The second most important agrarian value is the accessibility to good food. The farms need therefore to be productive, and people need to be eating the sweetest and pure food. The food should not only be in plentiful, but its pricing should also fair and without pathogens or poisons but complete with taste and vitamins. The third agrarian value concerns the ownership of land. Donahue points out the ownership of land is wrong and is not convinced that land should be privately owned by any person. He recommends the overhauling of the Jeffersonian principle on which the point of land ownership is based, after considering the effects it has had in the history of America, the place the world is currently as a result and where the world would like to be in the coming years. Donahue points out that the values that control the lives of agrarians need to make up a system of morals. Morals function as limits on direct selfishness that are believed to be eventually for the good of the entire society. They are adopted by people, confirmed by philosophies, and imposed by rules. The author points out that it is helpful to explore instances in the history of agrarianism in which principles and land and society have managed to detain the determination for private return. The best recognised is obviously the Amish, amongst whom numerous choices about the way work is to be completed are decided by the audience. Restrictions are decided to that are adjudicated to be in the best interest of the society.

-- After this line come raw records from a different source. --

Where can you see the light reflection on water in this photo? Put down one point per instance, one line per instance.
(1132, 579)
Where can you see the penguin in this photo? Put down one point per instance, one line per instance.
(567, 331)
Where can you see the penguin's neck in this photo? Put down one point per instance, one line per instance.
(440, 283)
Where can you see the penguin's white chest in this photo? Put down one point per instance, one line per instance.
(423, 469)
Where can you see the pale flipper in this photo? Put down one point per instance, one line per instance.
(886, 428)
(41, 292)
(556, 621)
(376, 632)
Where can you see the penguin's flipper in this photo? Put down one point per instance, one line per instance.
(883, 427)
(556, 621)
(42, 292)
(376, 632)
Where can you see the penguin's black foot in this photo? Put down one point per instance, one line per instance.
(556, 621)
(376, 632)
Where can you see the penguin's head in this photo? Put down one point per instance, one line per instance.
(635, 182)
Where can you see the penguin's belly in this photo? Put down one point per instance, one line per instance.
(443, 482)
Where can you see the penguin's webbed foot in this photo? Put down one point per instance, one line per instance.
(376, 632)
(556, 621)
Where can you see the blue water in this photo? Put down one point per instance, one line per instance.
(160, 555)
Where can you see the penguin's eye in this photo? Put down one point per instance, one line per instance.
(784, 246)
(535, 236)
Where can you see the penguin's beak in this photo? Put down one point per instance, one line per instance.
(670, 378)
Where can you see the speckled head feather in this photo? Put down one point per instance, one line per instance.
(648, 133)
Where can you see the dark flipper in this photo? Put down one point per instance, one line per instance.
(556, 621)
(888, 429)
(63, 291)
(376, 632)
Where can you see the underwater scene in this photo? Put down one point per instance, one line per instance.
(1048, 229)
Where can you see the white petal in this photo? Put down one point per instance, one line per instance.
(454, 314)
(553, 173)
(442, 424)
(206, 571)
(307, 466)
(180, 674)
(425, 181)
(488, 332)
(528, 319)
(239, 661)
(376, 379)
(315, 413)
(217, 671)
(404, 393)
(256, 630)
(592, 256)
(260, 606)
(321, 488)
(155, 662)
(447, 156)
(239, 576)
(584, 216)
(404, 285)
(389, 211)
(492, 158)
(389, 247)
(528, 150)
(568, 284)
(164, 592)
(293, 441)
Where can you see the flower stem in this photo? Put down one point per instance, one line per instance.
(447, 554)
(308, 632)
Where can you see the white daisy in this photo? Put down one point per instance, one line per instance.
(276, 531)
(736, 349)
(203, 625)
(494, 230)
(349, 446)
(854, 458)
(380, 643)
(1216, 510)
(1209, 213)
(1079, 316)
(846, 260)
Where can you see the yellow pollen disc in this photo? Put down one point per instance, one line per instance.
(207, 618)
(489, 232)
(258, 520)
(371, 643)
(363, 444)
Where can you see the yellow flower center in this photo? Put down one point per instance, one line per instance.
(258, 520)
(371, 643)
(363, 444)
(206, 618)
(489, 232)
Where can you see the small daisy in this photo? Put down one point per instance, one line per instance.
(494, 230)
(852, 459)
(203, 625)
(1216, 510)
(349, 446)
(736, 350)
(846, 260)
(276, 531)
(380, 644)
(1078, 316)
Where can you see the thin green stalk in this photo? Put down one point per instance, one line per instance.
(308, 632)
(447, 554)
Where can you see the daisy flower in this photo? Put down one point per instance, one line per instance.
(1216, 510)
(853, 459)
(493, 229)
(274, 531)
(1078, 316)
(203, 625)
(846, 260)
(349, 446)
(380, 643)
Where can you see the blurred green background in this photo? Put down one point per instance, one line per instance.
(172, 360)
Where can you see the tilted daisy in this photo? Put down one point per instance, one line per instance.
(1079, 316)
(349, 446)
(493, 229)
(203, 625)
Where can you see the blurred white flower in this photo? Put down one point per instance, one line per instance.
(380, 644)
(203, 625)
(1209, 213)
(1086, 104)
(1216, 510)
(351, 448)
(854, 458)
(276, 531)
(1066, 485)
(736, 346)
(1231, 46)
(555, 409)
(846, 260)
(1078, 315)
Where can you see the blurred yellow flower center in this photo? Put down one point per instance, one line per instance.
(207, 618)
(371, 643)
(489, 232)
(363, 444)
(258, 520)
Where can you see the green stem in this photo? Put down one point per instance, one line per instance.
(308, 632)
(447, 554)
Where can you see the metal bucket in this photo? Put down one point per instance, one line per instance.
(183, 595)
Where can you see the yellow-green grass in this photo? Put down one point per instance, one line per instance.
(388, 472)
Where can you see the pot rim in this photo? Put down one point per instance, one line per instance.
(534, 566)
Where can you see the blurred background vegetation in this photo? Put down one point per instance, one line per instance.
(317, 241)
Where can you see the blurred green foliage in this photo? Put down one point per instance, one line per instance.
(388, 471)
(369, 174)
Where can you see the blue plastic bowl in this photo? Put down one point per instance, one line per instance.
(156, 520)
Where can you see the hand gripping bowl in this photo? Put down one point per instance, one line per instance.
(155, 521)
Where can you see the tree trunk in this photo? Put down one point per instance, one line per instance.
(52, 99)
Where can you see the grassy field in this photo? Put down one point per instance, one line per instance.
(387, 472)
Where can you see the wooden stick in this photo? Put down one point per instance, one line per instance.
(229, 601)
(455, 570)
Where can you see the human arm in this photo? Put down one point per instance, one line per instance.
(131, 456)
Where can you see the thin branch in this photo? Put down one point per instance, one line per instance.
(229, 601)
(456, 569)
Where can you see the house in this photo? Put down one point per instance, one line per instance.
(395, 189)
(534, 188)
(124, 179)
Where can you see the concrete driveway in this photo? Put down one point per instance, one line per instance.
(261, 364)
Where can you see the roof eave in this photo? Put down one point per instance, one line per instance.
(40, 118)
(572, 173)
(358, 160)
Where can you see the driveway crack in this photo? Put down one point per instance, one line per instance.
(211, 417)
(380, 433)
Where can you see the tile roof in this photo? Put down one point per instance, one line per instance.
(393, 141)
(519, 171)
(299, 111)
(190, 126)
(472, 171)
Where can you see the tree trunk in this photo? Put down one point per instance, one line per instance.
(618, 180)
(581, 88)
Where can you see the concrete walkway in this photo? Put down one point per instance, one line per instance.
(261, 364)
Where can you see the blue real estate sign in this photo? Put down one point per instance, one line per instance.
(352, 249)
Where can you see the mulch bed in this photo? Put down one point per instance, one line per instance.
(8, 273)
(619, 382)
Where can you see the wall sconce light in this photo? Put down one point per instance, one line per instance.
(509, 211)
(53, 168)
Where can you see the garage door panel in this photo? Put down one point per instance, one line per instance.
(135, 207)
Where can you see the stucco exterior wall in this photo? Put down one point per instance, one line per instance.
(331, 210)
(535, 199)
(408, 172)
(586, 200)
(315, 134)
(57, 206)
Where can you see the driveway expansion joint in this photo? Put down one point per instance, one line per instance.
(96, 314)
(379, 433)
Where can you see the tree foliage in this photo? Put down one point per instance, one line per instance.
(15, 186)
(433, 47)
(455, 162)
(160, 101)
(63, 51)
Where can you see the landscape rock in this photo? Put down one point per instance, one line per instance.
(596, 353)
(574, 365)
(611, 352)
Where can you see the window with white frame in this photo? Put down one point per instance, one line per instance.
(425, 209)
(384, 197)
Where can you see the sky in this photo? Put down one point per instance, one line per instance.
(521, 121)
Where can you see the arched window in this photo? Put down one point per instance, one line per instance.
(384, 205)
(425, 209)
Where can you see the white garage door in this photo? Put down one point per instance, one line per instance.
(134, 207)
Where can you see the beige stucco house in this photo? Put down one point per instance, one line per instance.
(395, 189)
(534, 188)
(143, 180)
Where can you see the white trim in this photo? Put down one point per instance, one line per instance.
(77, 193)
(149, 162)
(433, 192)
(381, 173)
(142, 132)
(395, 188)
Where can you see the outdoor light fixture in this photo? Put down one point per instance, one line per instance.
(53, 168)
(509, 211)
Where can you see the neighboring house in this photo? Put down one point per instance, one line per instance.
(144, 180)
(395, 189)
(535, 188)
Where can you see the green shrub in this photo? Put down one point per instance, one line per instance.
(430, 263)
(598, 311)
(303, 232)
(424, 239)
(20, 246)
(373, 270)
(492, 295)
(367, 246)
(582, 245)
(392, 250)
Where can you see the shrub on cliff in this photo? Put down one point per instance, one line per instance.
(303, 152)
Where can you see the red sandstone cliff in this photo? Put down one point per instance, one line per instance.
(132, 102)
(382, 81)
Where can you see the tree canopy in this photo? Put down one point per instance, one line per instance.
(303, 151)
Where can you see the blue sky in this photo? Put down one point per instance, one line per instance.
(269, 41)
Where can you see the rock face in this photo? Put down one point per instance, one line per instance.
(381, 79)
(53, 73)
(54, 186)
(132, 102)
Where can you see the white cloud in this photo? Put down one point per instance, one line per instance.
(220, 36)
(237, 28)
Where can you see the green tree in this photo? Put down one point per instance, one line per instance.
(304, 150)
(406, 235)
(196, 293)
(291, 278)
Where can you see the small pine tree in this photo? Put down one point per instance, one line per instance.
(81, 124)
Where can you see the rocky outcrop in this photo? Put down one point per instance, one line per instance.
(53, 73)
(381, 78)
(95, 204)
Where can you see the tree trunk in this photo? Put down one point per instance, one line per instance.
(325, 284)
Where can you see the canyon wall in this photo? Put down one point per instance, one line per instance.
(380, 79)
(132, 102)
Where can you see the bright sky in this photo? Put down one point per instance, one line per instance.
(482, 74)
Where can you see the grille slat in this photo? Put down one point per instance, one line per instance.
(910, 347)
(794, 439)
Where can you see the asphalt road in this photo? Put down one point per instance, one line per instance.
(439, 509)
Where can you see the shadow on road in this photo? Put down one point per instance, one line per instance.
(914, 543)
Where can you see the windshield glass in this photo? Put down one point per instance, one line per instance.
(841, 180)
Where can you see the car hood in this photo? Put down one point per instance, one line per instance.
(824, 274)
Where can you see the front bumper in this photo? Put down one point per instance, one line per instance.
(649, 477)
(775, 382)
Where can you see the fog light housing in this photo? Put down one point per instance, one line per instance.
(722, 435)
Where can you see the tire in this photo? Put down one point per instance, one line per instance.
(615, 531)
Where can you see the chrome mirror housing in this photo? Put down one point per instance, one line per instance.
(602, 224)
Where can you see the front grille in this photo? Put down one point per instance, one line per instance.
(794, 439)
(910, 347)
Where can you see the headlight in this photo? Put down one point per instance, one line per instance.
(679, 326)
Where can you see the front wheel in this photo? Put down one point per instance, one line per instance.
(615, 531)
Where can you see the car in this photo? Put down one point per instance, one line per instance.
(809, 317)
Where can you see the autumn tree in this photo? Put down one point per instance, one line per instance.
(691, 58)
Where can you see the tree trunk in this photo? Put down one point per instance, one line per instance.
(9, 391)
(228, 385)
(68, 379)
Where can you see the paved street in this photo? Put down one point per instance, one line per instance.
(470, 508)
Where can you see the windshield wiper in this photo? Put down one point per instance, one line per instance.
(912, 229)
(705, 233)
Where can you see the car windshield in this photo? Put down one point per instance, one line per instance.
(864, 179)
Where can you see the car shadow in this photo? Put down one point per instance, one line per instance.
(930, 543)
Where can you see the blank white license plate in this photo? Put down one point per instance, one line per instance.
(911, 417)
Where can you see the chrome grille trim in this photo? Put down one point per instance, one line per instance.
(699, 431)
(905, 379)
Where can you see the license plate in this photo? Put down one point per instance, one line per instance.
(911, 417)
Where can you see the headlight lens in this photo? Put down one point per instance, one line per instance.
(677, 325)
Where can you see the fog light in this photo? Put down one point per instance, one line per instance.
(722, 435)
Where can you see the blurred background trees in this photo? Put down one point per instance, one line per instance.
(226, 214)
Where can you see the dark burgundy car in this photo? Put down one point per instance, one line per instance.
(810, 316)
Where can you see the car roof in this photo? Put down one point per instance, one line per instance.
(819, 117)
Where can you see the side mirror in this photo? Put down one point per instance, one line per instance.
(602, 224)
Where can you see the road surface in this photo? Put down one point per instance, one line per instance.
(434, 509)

In conclusion, agrarians understand the need to take good care of the things that occur naturally and those they are not able to make. They are involved in subsistence farming, a practice that a majority of agricultural economists and other educated individuals look down on with the coming of the industrial age and they are always associating thriftiness with abundance. One of the most important issues concerning agrarianism is the limitation. All agrarian farmers endeavour always to live within their means. The phrase “this much and no more” is quite applicable to their situation. Some of the factors that determine the activities being carried out in an agrarian farm are the appreciation that land is limited in its availability, accessibility of a water source, the quantity of hay in the barn, and the availability of food for later consumption and firewood. The most important of all the values held by the agrarians is their respect and care for the land and good food.